Vivia com a mãe, uma velha surda, que cheirava a cânfora, a óleo de lamparina e velas de oratório, na devoção da sua santa preferida, a N.ª Sra. da Muxima; espalhava escapulários e saquinhos de pano, cheios de pós duvidosos e de proveniência desconhecida, muito usados e surrados, por onde passava. A anciã, magra, ossuda e curvada, apoiava-se numa bengala de cabo curvo e era tatuada nos braços e na cara; usava dezenas de pulseiras e cordas nos pulsos e atravessara o tempo das duas guerras na Europa. Era filha de uma escrava trazida de S. Tomé e ela própria ainda fora propriedade, durante breves anos, na sua infância, de uma família de roceiros do norte de Angola. Aos doze anos servira de amante ao capataz da roça que lhe fizera o primeiro filho. Este morrera sufocado pelo capataz, dois dias depois de nascer, quando soube que ela dera á luz. Durante o tempo quis, dos Reis, de seu nome, entrava na pequena cabana e usava-se de Francisca, que dormia sobre uma esteira, no chão de terra batida, à entrada, perto do quarto dos pais. Nas noites de bebedeira, dos Reis agredia toda a gente, batia em Francisca e no pai e por várias vezes abusou também da mãe. Dos Reis era branco e dominava em toda a roça. Tratava os negros escravos como animais, castigava-os a seu belo prazer, quando queria e como queria. O seu castigo predileto era amarrar os homens a uma árvore e mandá-los chicotear por outro escravo, até as costas se transformarem numa manta de sangue ou até caírem para o lado, desfalecidos e a morrer de tanta tareia.                                                                                                                                                    
Alguns anos depois Francisca tivera outra filha, a quem chamara Antónia, de um mestiço de olhos claros, serviçal na roça, que com ela viveu alguns anos, pouco tempo depois da morte de dos Reis. O antigo capataz aparecera morto no bananal, para lá do cafezal, degolado e com as tripas à mostra; durante vários dias os escravos fizeram romaria ao local da morte, tendo alguns levado como recordação restos de roupa e órgãos do seu corpo para ostentarem como recordação nas suas casas. Quando o roceiro soube da morte do capataz, chamou os escravos e reuniu-os a todos no pátio. Perguntou a um por um quem tinha morto o seu homem de confiança. Como ninguém se acusou, ele próprio tirou a velha pistola do coldre e disparou à cabeça de um dos escravos, à queima-roupa.

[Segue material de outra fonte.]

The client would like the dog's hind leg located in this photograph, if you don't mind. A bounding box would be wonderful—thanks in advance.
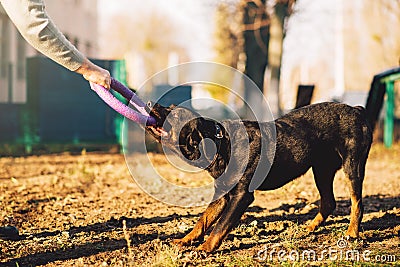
[344,151,367,238]
[307,152,342,232]
[173,196,228,246]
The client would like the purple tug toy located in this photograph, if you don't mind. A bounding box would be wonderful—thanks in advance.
[90,78,156,126]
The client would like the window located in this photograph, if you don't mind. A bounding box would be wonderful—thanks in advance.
[74,38,79,49]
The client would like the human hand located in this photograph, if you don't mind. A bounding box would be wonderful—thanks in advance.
[75,59,111,89]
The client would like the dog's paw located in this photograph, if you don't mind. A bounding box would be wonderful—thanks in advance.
[196,242,214,255]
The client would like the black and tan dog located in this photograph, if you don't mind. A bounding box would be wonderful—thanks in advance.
[146,103,372,252]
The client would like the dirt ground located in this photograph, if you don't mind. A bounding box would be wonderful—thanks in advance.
[0,144,400,266]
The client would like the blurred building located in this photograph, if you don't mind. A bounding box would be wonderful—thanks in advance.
[280,0,400,110]
[0,0,98,103]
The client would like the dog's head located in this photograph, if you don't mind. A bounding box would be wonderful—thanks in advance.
[146,104,227,168]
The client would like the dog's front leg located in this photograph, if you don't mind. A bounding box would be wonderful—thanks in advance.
[173,196,228,246]
[198,190,254,252]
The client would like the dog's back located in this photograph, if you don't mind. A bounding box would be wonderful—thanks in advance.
[259,102,372,190]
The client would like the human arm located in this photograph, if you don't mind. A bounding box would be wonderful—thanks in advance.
[0,0,111,88]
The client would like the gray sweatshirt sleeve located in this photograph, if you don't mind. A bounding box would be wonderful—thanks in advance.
[0,0,85,71]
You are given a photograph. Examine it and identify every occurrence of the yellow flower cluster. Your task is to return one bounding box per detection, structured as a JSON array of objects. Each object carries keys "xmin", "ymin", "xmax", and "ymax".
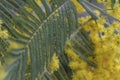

A avó Francisca tinha o seu quarto numa pequena construção de madeira, construída ao fundo do quintal e lamentava-se por não ter casa de banho, tendo que atravessar todo o terreno quando fosse absolutamente necessário. Só lá saia de dentro para isso e quando o velho se sentava no banquinho. Então os dois entabulavam um diálogo em língua nativa, o quimbundo e ela, levantava a voz, puxava pelas lembranças, queria saber de velhos parentes e amigos, com os pequenos farrapos de memória que ainda lhe restavam, sempre muito entusiasmada e o velho ria-se e baixava os olhos reverente, mas feliz.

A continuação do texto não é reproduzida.